Why is this? The following factors could contribute to an increased risk of gum disease in people leading a more sedentary lifestyle, and why those who are more active also have healthier gums:
Diabetes: middle-aged men are more than twice as likely to have diabetes than women of the same age. Overall 1 in 5 people reaching retirement age have diabetes. Diabetes is clearly linked to obesity and poor diets including consuming too much refined sugar, and these lifestyle choices also increase your chances of having gum disease. Diabetes also makes you more prone to infections such a gum disease.
Eating the wrong foods: while not every inactive person also has an unhealthy diet, as a whole this group is more likely to consume too much sugar in the form of junk and processed foods. We all know that sugar is bad for our teeth; it is also the main culprit in gum disease.
Snacking: long hours spend at your desk, watching TV or playing computer games makes you hungry. Grazing on snacks in between meals is a real problem for your oral health as it means your mouth doesn’t have time to neutralize the acids from foods that start the chain of reaction resulting in gum disease. Even healthy snacks are an issue.
Healthy attitudes: another factor in why inactive people are more prone to gum disease is a healthy attitude towards your general wellbeing. People who exercise regularly are generally better at managing other aspects of their health, maybe because they are more aware of issues affecting their health.
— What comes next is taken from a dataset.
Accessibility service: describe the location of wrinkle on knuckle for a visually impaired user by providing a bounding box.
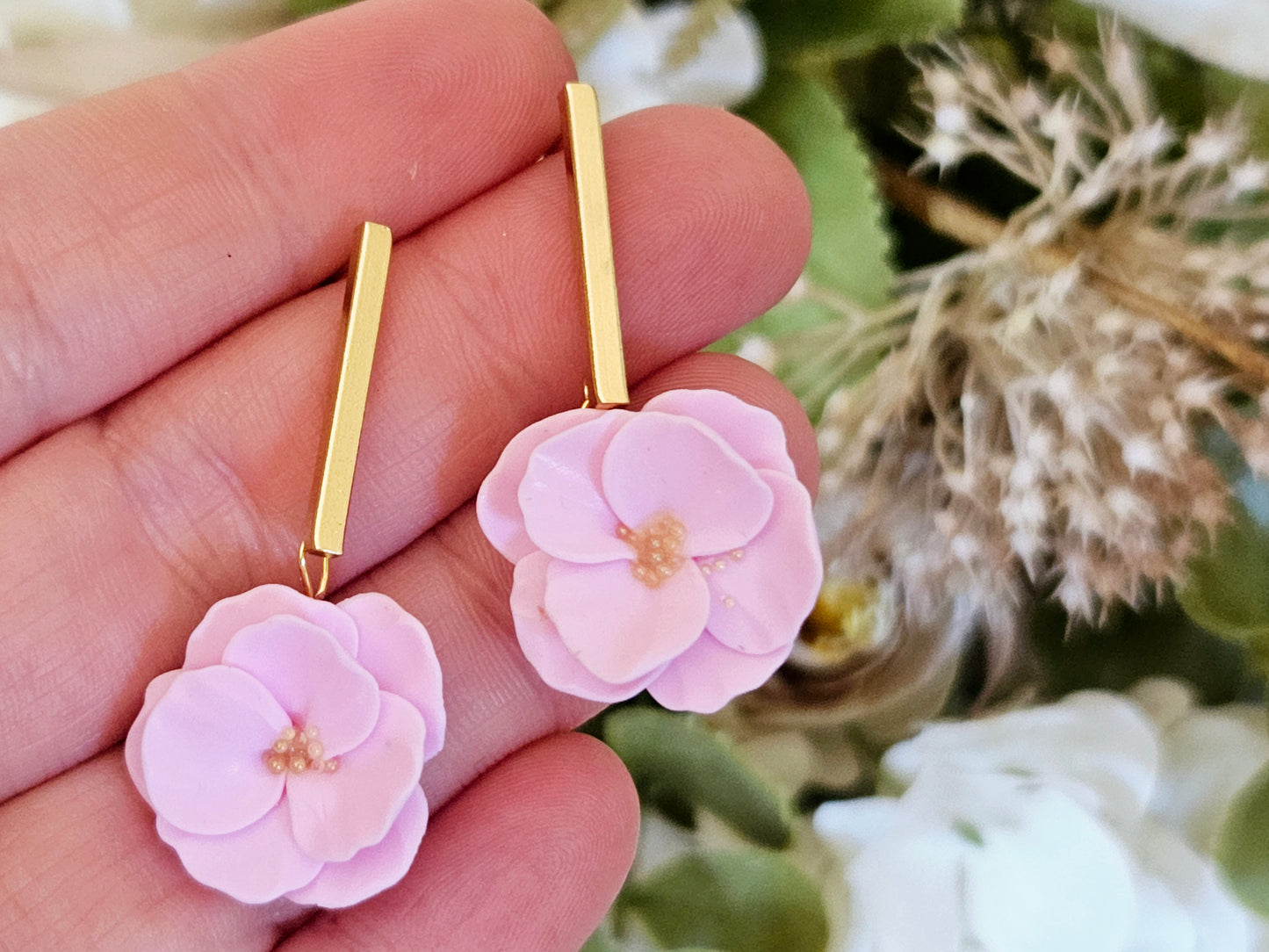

Unfortunately people who have health issues, particularly if they revolve around weight and diet, can often become depressed and dispirited by their health and this can result in them being less interested in looking after their health (including their gums) overall.
So what can you do? If your partner is inactive and spending long hours in front of computer you could share this article with them! There are many good reasons to exercise and middle-aged men (and women) should think about how their inactive lifestyles now could result in a poor quality of life later on. Diabetes, obesity and other chronic health conditions are often preventable with some simple changes to your diet and lifestyle. No more so than with gum disease which in most cases is highly preventable with a good oral care routine, and a healthy diet.